Quality: 4.75 out of 5
Trip-O-Meter: 4.5 out of 5
The Incredible String Band and their producer, Joe Boyd, managed to bottle up everything that was groovy about their previous album and lace it with some prime Supercool. The sound of the recording is notably beefier and more nuanced, and both Robin Williamson and Mike Heron's songwriting and actual singing voices seem to blend together a bit better here. Although the album cover can't touch "5000 Layers of the Onion," this is arguably the sonic apex of acid folk in general.
With the musical synergy seemingly in full effect, this album lacks the ping-ponging song credits of the last album. Instead, we start off with a clutch of Williamson's songs. "Koeeoaddi There" is likely the group at its catchiest (although I doubt this could manage much radio play), although Williamson does amusingly randomly bounce around from one theme to the next, but it's balanced by the great trancey guitar work. There's some really entertaining vocal affectations and call-and-response on "The Minotaur's Song," and it ends up sounding like something the villagers from "the Wicker Man" (the Christopher Lee one, not the Nick Cage one) would have rocked through in the pub on a Saturday night. Heron clocks in with the first of the band's epic length tracks, "A Very Cellular Song" (unfortunately, I can't help but think of mobile phones here in the future). I'm not sure it really justifies its 13 minute length, but the various, droning sections and oddball sound effects remain entertaining.
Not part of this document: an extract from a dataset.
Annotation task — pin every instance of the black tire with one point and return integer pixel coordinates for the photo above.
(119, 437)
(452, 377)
Personally, I dig Heron's percussive and concise "Mercy I Cry City." Williamson is a little more tentative with his epic track only clocking in at eight minutes, but his sitar infused "Three is a Green Crown" ranks as one of my favorite tracks here. "The Water Song" provides some very groovy pads of woodwinds, but do they really fit with the Incredible STRING Band?...... yes, they do.
If you have any need for some acid folk in your life, this very well be the best place to go. This is the ISB at their best as an acoustic unit. After this, they'd start mucking around with a few electric instruments, and eventually end up as more folk-rock sort of band. They never really did the electric thing as well as Dylan, however, and this album stands tall as their masterpiece.